Char | Carlton, OR | January 08, 2017

I love today's strip. Perfect!

Alfred James | Wichita, KS | January 08, 2017

RE: FORESIGHTED. As jazz musicians we smoked the weed, but it being illegal in KS, much was ditch weed. Now that many states are legit I am enjoying it again. The Colorado product is aromatic and delightful; lovely high and fantastic painkiller. If I could get it at home I'd give up booze. Kansas is just now entering the 20th century, forget the 21st.

Don Albertson | Spring Mills, PA | January 08, 2017

Whoever is tweeting as @RealRBHJr has the personality well in hand. Hand of the master, I presume.

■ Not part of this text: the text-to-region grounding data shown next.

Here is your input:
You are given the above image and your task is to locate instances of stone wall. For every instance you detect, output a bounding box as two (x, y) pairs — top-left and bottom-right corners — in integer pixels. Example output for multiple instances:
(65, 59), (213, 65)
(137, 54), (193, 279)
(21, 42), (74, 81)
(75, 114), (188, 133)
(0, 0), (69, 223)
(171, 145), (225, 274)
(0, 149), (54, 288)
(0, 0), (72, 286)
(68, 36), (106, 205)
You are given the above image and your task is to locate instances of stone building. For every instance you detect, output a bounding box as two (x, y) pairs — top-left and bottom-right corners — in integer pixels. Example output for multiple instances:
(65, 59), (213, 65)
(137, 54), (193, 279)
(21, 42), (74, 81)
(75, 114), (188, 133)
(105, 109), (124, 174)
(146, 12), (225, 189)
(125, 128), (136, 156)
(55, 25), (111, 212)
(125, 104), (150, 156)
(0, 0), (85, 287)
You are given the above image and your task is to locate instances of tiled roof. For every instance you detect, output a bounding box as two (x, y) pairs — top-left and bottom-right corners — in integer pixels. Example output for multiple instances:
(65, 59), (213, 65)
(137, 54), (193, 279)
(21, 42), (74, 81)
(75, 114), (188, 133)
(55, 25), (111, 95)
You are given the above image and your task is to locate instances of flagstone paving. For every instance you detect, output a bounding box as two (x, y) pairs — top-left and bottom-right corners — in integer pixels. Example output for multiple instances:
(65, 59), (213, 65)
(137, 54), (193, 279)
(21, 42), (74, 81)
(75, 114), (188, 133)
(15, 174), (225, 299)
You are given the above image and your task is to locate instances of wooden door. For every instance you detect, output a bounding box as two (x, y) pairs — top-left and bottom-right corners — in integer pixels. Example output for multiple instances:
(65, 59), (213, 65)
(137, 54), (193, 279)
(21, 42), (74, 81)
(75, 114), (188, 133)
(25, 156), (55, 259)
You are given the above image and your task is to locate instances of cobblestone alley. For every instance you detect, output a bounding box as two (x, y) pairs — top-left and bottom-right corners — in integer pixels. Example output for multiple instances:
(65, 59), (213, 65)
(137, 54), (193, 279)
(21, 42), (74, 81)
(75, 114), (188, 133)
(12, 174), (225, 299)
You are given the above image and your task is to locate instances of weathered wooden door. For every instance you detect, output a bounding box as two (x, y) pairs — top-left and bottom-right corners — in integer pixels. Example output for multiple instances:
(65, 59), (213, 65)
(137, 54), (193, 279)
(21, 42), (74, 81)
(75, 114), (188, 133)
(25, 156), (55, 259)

Melinda W. Capozza | Augusta, GA | January 08, 2017

Today's strip is right on target. Again. As usual. Keep 'em comin', honeychile. There are many of us who are not enamored of, or fooled by, The Donald.

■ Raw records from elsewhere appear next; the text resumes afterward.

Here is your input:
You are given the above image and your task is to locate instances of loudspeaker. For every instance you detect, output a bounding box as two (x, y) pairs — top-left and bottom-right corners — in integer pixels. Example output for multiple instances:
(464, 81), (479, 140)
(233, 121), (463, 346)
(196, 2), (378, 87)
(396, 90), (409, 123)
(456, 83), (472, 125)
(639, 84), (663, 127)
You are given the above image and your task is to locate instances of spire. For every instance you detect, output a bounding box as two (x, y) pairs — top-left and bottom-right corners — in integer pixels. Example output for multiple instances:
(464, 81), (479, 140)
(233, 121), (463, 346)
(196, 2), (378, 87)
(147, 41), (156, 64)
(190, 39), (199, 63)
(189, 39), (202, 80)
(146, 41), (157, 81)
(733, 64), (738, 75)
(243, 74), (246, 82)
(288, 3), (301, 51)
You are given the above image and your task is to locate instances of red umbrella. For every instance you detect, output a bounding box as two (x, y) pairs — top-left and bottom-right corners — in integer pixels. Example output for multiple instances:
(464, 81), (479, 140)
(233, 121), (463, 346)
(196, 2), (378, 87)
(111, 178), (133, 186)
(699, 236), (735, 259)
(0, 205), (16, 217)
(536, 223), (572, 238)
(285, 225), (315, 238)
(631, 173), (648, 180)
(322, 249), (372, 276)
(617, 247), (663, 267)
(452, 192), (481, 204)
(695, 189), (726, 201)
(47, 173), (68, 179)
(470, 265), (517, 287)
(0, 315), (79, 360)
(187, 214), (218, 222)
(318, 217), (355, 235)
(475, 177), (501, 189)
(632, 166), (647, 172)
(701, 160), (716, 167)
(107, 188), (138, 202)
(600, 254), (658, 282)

Alfred James | Wichita, KS | January 08, 2017

The 4:00 a.m. tweets reveal a miserable hateful man who has everything: huge wealth, family, the presidency. I lived in Mexico a while, speak some of the language, and my delightful Mexican friends ask this gringo, "You norteamericanos have it all but most of you are unhappy. We have little and we are happy people. Why?" If I have to leave the USA I'll go there.

T.J. Martin | Denver, CO | January 08, 2017

Actually methinks the most effective weapon at our disposal against the likes of a megalomaniac such as Trump -- who firmly subscribes to the idea that "the only bad publicity is no publicity" -- is to completely ignore him.

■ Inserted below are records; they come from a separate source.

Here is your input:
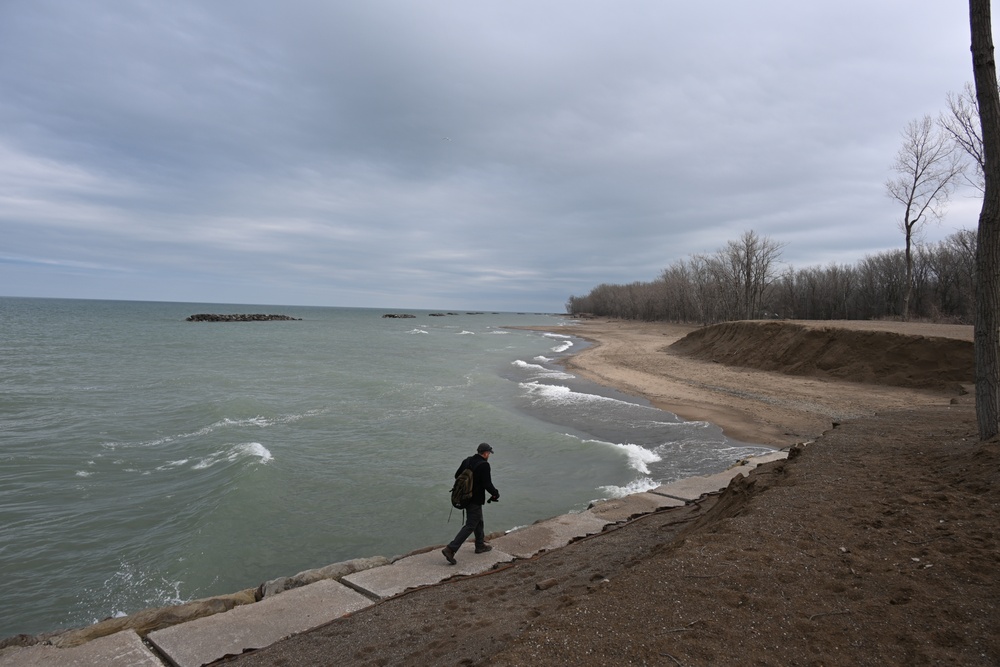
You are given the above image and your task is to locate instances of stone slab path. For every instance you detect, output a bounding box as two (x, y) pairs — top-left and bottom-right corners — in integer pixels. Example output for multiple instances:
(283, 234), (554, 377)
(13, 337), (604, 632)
(146, 579), (371, 667)
(0, 629), (161, 667)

Alex | Brooklyn, NY | January 08, 2017

Donald Trump explained: He tweets to distract. A whole lot of people fall for it because, you know, mean words are, literally, the most important thing to focus on. The warnings of the rational actors cannot be heard above the shouts and cries of the masses whose feel-feels have been hurt by Trump's tweets. He distracts, most of us fall for it, all of us lose. Stop carrying on like precious little snowflakes. Twitter is irrelevant.

What is relevant? Voter registration, voter activism, voter turnout. Civic action as a regular part of life. Even an hour a week writing letters (not tweets, not emails) to officials, engaging in phone banks, doing door-to-door registration drives, makes a big difference...

Phillip Kehoe | Covington, LA | January 08, 2017

This morning's strip should include a caveat.  Zonker (pointing up): "The Donald must not read the crawl."